Сыны Всевышнего. Глава 81

Глава 81. Попросить


– Чего ты ремонт здесь не сделаешь? – Ливанов подёргал оконную раму, проверяя, насколько прочно она держится, и отряхнул руки. – Крепкий дом… Он лет сто ещё простоит – смотри, какие брёвна! Хочешь, я тебе помогу?

Панарин весело оскалился и опустил голову, чтобы скрыть улыбку. Он подпирал плечом стену, по привычке спрятав руки в карманы куртки, и насмешливо поглядывал на энергичные действия карабасова питомца.

Ливанов тряхнул кудрями, прошёлся по комнате ещё разок, оставляя на без того затоптанном полу следы своих щёгольских ботинок, и остановился напротив доктора.

– Так что, Евгений? Сделаем твоей жене подарок? – Лукавый ливановский взгляд скользнул по женечкиной фигуре вроде бы мягко, но Панарину показалось – будто скальпелем сделали аккуратный надрез. Он даже отчётливо ощутил прикосновение холодного металла к коже.

От необходимости объясняться с Ливановым по поводу своей безалаберности и бесхозяйственности Женечку избавило появление Радзинского.
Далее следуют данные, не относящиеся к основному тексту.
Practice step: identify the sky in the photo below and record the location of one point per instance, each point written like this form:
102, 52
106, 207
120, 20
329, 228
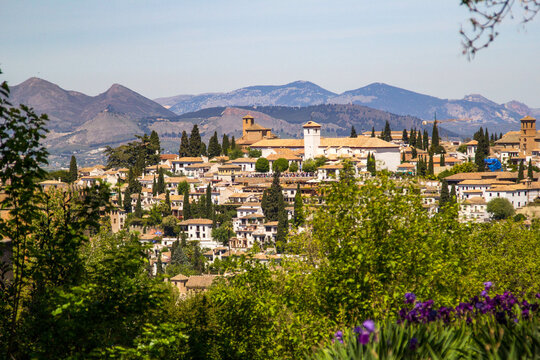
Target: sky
165, 48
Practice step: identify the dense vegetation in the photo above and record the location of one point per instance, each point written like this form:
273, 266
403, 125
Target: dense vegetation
79, 291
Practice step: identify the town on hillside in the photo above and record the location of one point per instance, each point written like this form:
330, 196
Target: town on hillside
222, 197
– Ну что, Панарин, – Викентий Сигизмундович мгновенно сгрёб доктора своей мощной рукой и, слегка потряхивая, заглянул ему в лицо. – Бить тебя будем?

– Бейте… – Женечка равнодушно пожал плечами, насколько это позволяли ему тесные объятия Радзинского.
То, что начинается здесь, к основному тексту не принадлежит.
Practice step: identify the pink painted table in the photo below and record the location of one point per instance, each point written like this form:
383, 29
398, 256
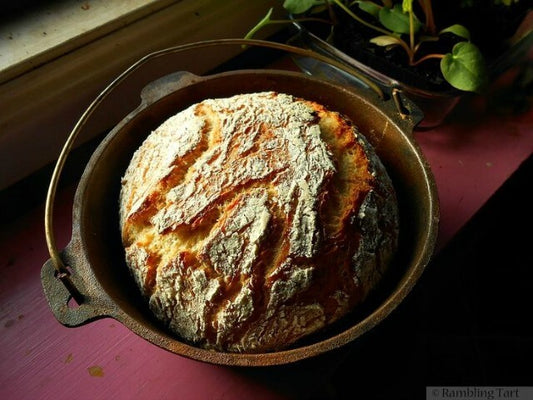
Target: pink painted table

– Ох, и упрямый же ты! – восхитился тот и поцеловал его каштановые кудри. – И ведь всё делал правильно! А под конец напортачил… Что случилось-то?

– Присматривали бы как следует, за Вашим безумным мальчиком, и всё было бы нормально, – холодно обронил в ответ Панарин.

– С нашим-то мальчиком всё в порядке! А вот твой друг лежит практически бездыханный! А кто за ним – за Андрюшенькой – должен был, аки тень, денно и нощно следовать? Мы ведь как договаривались: Андрей Константинович Руднев – полностью твоя забота. Что же ты так расслабился-то? Думаешь, диск в сейфе, ключ в недоступном месте, так пусть себе ребятишки развлекаются?

Панарин с досадой скинул со своего плеча руку Радзинского и раздражённо шагнул в сторону.

– Вы мне даже не сказали, что Андрей – проводник…

– А ты не сказал мне, что твой Андрей тайком развернул подпольную деятельность, которая была ему строго-настрого запрещена.

– Я думал, Вы знаете…

– Он думал! Индюк, знаешь ли, Евгений, тоже думал, да в суп попал!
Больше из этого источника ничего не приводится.